January slowly shook his head.
"Placide Forstall is Delphine Lalaurie's son-in-law, you see," Rose went on, speaking as if to herself, trying to fit pieces together. Trying to align the woman whose reputation she'd so furiously defended with the one who would so casually and so thoroughly destroy all she, Rose, had worked to create.
"D'Aunoy's her cousin. Jean Blanque was on the board of the Louisiana State Bank; Madame knew everyone there. That's how she influenced them to lend me the money to start the school. It has to be her.
But I don't understand why."
"I'm only guessing," said January. The shadow in the doorway returned to him again, the voice like a golden whip, the silvery rustle of petticoats. The absolute fear in Pauline Blanque's eyes. "And I can't know, not knowing Madame. I'm beginning to wonder if anyone really knows her."
He frowned, as the woman's face came back to him,the desperate, yearning expression in her beautiful eyes as she sponged the bodies of the dying. "I think now that Cora must have tried to get Gervase to run away with her. And either Madame overheard them, or quite possibly Gervase actually made the attempt to leave, later that night or the following day.

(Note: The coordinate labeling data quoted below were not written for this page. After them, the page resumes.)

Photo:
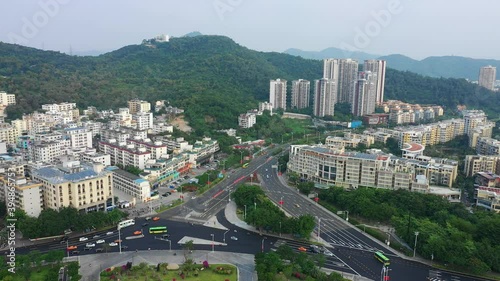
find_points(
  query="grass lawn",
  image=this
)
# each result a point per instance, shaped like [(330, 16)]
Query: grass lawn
[(144, 272)]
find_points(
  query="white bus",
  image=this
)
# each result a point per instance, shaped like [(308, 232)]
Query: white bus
[(125, 223)]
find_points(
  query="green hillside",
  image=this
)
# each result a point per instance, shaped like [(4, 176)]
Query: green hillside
[(212, 77)]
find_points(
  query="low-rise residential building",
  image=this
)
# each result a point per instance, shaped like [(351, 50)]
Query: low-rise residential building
[(487, 146), (352, 169), (488, 198), (474, 164), (130, 184), (247, 120), (26, 194), (86, 187), (125, 154)]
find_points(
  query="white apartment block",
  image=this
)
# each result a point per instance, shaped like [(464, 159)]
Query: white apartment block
[(157, 148), (351, 169), (130, 184), (86, 187), (48, 151), (325, 97), (277, 93), (93, 127), (137, 105), (79, 137), (7, 99), (125, 154), (488, 146), (484, 130), (472, 119), (9, 133), (122, 134), (349, 140), (164, 170), (474, 164), (142, 120), (301, 90), (247, 120), (92, 156), (26, 194)]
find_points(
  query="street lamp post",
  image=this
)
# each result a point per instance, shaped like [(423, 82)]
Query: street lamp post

I never actually saw Gervase; Madame sent him out of town very soon thereafter. But I'm almost certain she'd see the attempt as betrayal, after all she did, for whatever reasons of her own, to make things easy for Cora. And that she would not forgive."
In the silence, the boom of the surf sounded very loud.
"I can't believe that she'd be that vindictive." Rose's hand sketched a gesture of denial in the air, but turned, folding in on itself with the refusal only half made. Her profile was only a shape of darkness now against the fading light. "To do this to me only for harboring Cora, to you for helping her..."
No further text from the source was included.